Declarative Caching in MotherDuck

2024/10/31

Niclas Haderer

Overview

When you run a query in the MotherDuck UI, the system has to shuttle data between the cloud and your browser. Every round trip adds latency. For interactive data exploration — where you run a query, scan the results, tweak a filter, run it again — those round trips add up fast.

This thesis tackles that problem head-on with a new concept called Accelerated Approximate Views (AAVs). The idea: create a partial, client-side cache of query results that builds in the background. When a subsequent query can be satisfied from the cache, it reads locally instead of round-tripping to the server. The result is lower latency for the interactive exploration patterns that dominate notebook and dashboard use.

AAVs have been implemented in DuckDB and DuckDB Wasm within MotherDuck, with a custom SQL syntax for creating, reading, and managing them.

PDF: https://homepages.cwi.nl/~boncz/msc/2024-NiclasHaderer.pdf

The Problem

MotherDuck’s hybrid execution model splits queries between client and server.
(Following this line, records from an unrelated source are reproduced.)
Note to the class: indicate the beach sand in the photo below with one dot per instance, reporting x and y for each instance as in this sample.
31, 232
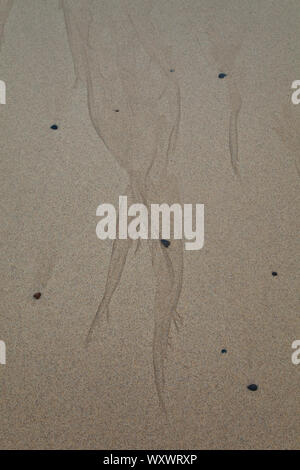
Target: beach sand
181, 134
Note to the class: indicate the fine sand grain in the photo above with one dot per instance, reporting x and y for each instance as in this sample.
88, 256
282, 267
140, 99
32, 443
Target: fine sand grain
140, 344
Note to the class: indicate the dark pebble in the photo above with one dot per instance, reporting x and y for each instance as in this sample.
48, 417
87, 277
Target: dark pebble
252, 387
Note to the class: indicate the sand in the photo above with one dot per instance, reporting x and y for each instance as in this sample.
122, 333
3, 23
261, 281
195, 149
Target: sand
134, 90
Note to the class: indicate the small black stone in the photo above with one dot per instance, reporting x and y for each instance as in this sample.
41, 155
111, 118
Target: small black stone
252, 387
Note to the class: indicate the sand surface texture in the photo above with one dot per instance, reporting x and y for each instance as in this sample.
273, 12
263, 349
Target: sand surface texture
123, 348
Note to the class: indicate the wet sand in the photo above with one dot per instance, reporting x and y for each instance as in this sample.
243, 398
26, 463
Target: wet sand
119, 345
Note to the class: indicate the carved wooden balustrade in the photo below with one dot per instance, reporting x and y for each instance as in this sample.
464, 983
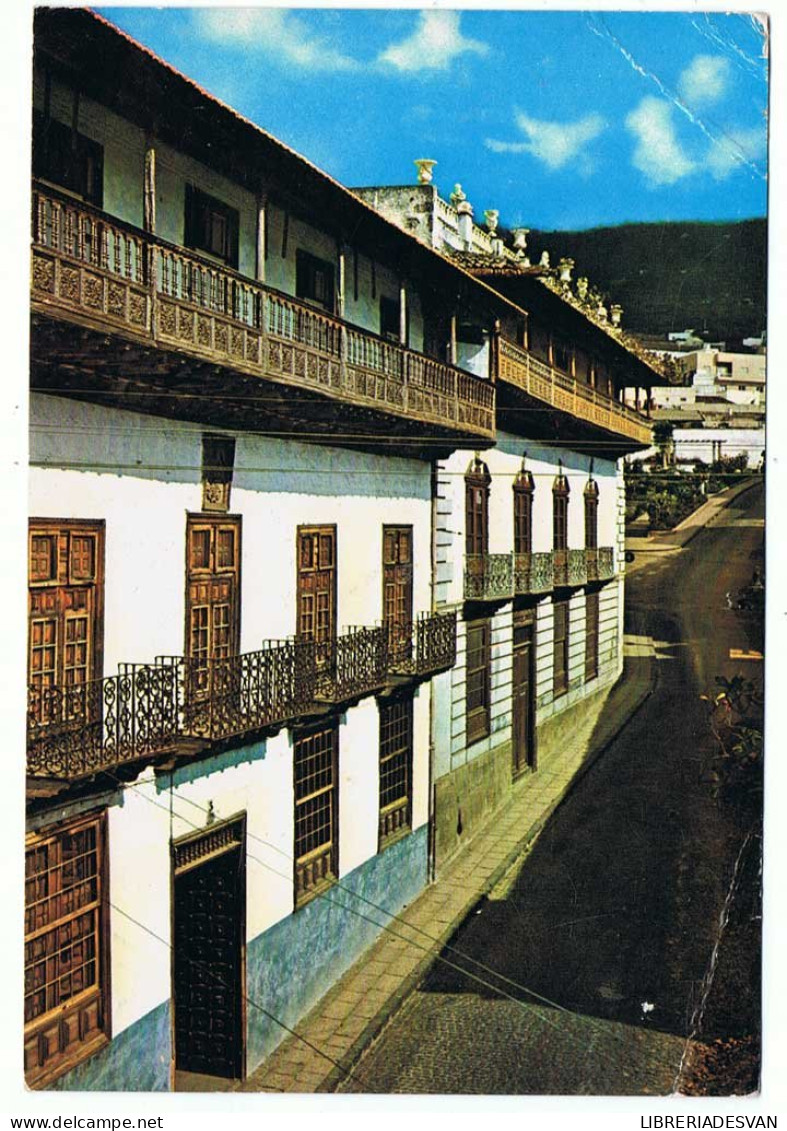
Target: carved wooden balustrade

This is powerful — it lets you process data locally when it makes sense, and offload heavy lifting to the cloud when it doesn’t. But it also means query results often need to travel from the cloud to your browser before you can see them.

In the MotherDuck UI, a single SELECT statement triggers multiple follow-up queries: a tabular preview of the data, column-level statistics in the explorer panel, pivot table operations. Each of these re-executes parts of the original query. If the data lives in the cloud, that’s multiple round trips for what feels like one operation.

The old approach used a CREATE TABLE AS SELECT (CTAS) to materialize the full result locally before running follow-up queries against it. This works, but it’s all-or-nothing: you have to wait for the entire result to materialize before seeing anything. For large result sets, that means a long wait before the first row appears.

MotherDuck UI showing hybrid query execution with pivot table and column explorer The MotherDuck UI after executing a SELECT statement, showing the pivot table and column explorer that rely on cached query results.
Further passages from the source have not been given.